= James Pattison (British Army officer) =

British Army general (1723–1805)

James Pattison (1723–1805) was a distinguished officer in the Royal Artillery who made important contributions inter alia at the Battle of Fontenoy, in the American War of Independence, and as military commandant of New York City. He had been Chief Firemaster at Woolwich and ended his career as Colonel Commanding, Royal Artillery.

==Family==

James Pattison was born in 1723, the second of three sons of James Pattison, a merchant, and Mary Maxey. His two siblings, Nathaniel (c. 1714–1784) and Samuel (1726–1756), went on to play important roles in the silk industry in Cheshire, especially in Congleton.

James married Mary, daughter of Albert Borgard, the man of Danish origin who was instrumental in the establishment of the Royal Regiment of Artillery. Mary was baptised in 1724 and was buried at St. Nicholas, Plumstead, Kent on 1 July 1792, aged 72. They had a son Nathaniel, born on 8 February 1754 in Perth, Scotland. He died the following year and was also buried at St. Nicholas on 9 December 1755. General Pattison died on 1 March 1805, at his house in Hill Street, Berkeley Square. He was buried on the 9th with his family in Plumstead.

==Promotions and other positions held in the Royal Artillery==

| Rank | Date |
|---|---|
| Colonel Commandant | 25 Apr 1777 |
| Chief Firemaster | 1746–1748 |
| General | 26 Jan 1797 |
| Lieutenant General | 28 Sep 1787 |
| Major General | 19 Feb 1779 |
| Colonel | 29 Sep 1775 |
| Lieutenant Colonel | 23 Oct 1761 |
| Major | 1 Jan 1759 |
| Captain | 1 Aug 1747 |
| Captain Lieutenant | 1 Sep 1743 |
| 1st Lieutenant | 2 Apr 1742 |
| 2nd Lieutenant | 1 Sep 1741 |
| Lieut. Fireworker | 1 Apr 1740 |

Pattison was appointed the first lieutenant-governor of the Royal Military Academy in 1764, and was given a free hand to make changes to the regime of the academy as he saw fit. He "entered on his new duties with great zeal" and introduced a complete set of new rules and regulations.

==Military Assignments==

===Flanders and Portugal===
Pattison “served with distinction in Flanders (Battle of Fontenoy); later, at the end of the Seven Years' War, he was chosen to command the companies selected for service in Portugal." His detachment in 1762 consisted of eight artillery companies. When so employed, he won the respect of all by his dignified firmness and courtesy, and laid the foundation of an affection towards himself from the officers serving under him which never even waned.” Lieutenant Stephen Payne Adye (1743-1794) was on Pattison's staff in Portugal and later, as Captain-Lieutenant, was aide-de-camp to General Pattison in New York (see below). He had three sons, the third of whom was born in 1783 and named James Pattison Adye, presumably as a token of respect for the General.

===Venice===
In 1769 Colonel Pattison was sent to Venice to superintend the organisation of the Venetian Artillery, where his task was made difficult not so much by the Artillerymen but by the authorities. He remained until 1772.

===America===
In 1777 James Pattison became colonel commandant of the 4th Battalion, Royal Regiment of Artillery. He arrived in New York to take command of the Royal Artillery in America with the rank of brigadier-general. He was involved in the capture of Verplanck's Point and of Forts Clinton and Montgomery on the Hudson River in October 1777. Pattison remained in command of the artillery in the field until Sir Henry Clinton, the British Commander-in-Chief, withdrew the army to New York the following year.

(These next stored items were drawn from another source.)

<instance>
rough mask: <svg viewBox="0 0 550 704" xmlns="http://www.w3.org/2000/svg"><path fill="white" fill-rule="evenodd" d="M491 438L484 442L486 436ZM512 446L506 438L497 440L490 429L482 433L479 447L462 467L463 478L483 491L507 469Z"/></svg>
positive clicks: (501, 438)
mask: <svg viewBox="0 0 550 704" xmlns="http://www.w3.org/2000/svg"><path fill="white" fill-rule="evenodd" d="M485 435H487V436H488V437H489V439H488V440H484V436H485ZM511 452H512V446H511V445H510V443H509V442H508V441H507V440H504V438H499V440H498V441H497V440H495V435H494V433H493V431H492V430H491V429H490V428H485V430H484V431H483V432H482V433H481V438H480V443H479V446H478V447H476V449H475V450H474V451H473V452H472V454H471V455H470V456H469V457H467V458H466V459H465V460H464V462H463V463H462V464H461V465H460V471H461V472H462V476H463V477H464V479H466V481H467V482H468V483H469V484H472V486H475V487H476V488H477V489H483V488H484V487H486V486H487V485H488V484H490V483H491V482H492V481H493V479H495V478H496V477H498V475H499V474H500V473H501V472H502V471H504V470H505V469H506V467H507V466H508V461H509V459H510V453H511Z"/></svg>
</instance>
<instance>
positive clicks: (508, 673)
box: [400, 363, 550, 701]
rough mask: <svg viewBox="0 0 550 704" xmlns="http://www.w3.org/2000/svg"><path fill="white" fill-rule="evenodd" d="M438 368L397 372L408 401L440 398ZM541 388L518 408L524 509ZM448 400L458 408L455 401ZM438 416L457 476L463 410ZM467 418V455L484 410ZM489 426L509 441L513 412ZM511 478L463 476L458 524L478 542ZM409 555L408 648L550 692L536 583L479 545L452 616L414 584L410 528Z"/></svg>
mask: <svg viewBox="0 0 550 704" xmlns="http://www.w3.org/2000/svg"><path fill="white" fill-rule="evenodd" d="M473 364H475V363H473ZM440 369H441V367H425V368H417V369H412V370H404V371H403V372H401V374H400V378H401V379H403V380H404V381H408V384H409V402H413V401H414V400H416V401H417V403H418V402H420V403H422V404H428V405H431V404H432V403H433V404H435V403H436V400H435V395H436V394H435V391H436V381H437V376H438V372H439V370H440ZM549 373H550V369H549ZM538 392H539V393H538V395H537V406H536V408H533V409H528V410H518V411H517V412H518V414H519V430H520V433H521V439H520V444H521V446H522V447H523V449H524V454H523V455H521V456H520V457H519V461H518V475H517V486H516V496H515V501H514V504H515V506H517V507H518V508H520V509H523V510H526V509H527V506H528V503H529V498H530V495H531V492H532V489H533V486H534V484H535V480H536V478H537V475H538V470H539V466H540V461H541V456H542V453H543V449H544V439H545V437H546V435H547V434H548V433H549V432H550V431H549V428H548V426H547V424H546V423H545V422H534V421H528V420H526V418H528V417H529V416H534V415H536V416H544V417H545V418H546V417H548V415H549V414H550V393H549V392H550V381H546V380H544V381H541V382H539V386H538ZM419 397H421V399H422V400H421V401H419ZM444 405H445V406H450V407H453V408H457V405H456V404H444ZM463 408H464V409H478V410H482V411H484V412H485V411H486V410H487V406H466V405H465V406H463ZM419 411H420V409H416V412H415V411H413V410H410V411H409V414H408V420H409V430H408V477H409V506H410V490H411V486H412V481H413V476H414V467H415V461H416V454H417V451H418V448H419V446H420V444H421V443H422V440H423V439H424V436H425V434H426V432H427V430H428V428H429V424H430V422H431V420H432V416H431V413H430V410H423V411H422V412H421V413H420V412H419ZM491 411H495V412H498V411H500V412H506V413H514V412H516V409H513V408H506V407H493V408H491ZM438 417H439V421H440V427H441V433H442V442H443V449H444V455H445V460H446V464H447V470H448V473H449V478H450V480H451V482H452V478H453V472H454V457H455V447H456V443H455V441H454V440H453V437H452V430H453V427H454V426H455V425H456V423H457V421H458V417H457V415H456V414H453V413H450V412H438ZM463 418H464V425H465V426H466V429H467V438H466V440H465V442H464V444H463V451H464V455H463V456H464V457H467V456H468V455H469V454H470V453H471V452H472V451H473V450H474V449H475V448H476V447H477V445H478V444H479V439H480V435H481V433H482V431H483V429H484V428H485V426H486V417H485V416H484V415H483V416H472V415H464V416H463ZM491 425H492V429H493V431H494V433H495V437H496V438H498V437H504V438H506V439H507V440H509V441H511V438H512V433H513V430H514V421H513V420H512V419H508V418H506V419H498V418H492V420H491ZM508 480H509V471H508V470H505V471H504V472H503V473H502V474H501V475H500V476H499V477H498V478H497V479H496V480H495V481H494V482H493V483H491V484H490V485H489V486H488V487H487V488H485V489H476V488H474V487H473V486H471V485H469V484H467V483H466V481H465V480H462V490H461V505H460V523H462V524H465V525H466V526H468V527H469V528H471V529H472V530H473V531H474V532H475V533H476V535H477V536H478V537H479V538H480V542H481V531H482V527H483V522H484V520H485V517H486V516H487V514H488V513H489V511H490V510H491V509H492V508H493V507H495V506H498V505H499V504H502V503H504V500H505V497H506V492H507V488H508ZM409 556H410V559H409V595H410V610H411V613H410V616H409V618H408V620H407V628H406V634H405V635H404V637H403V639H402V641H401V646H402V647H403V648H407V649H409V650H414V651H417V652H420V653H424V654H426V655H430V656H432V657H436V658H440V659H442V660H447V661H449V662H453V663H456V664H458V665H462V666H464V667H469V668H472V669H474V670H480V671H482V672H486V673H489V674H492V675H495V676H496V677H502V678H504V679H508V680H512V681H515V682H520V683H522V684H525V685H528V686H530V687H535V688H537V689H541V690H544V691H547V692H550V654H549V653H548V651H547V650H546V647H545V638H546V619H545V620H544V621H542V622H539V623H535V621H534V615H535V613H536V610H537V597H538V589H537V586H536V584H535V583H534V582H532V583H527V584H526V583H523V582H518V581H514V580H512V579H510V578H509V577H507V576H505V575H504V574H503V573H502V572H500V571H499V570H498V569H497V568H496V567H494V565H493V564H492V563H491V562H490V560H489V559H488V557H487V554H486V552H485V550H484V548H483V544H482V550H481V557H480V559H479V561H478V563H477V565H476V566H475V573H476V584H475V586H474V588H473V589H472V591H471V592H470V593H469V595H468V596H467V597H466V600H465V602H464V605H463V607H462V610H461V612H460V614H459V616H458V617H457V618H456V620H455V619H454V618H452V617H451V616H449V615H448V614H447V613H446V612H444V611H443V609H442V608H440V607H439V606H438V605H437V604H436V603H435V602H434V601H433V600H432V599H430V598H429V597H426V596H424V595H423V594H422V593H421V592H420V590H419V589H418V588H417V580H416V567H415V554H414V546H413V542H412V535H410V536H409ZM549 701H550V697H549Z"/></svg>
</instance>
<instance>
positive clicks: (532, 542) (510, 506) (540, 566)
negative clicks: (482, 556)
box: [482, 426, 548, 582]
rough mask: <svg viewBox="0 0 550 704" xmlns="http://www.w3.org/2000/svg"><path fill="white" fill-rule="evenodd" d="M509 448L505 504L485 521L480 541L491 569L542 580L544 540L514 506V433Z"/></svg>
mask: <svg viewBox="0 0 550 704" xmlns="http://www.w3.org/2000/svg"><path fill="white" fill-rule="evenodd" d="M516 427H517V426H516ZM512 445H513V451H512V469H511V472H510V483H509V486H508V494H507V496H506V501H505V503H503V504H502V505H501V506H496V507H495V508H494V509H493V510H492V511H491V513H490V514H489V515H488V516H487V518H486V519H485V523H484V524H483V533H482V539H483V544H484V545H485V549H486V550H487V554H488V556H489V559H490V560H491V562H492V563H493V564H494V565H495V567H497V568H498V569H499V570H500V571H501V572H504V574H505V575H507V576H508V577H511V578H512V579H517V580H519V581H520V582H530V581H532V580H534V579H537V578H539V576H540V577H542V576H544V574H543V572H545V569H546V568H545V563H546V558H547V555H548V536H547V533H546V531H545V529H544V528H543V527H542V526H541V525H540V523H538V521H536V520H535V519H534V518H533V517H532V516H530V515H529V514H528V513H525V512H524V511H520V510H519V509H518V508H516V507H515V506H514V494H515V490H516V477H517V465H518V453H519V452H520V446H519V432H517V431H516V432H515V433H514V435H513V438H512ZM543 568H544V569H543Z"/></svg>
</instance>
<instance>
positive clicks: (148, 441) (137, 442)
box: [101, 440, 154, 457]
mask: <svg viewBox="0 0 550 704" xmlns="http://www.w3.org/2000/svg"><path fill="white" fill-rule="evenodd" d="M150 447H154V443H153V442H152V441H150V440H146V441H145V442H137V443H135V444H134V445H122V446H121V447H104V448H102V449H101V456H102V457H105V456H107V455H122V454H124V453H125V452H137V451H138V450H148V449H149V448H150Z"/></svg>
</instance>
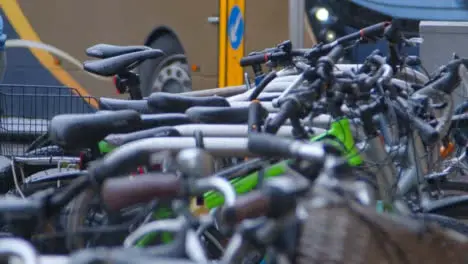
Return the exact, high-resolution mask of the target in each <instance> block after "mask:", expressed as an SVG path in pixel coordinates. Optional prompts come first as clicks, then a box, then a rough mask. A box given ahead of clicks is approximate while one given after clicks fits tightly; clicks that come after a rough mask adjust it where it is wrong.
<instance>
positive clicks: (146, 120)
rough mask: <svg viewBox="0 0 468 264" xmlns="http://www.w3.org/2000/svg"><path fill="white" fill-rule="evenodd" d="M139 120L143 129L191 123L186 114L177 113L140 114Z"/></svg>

Amongst Pattison's duties in New York was his appointment as military commandant of the city, making him responsible for its fortifications and the militia. He lived at No. 1 Broadway, on Bowling Green. The house had been occupied first by Sir Henry Clinton and then - immediately before Pattison - by General Robertson, also Commandant of New York.

In September 1780, James Pattison returned to England because of ill health and did not return to active service. He twice served as Commandant of the Woolwich Garrison.

==Artistic Interests==

During his time in Venice Pattison became interested in pictures. Letters to his brother show that he knew Consul Smith and Sir James Wright and that, with them, he was one of the few admitted to the circle of the self-exiled Lord Bute.

The sale of the contents of Pattison's house on Hill Street was handled by Christie's on 24 May 1805. Included were a number of Venetian paintings, with works by Bellini, Titian, Bassano, and five by Gaudi.

General Pattison sat "for one of the more remarkable of Lawrence's early portraits, exhibited at the Royal Academy in 1790."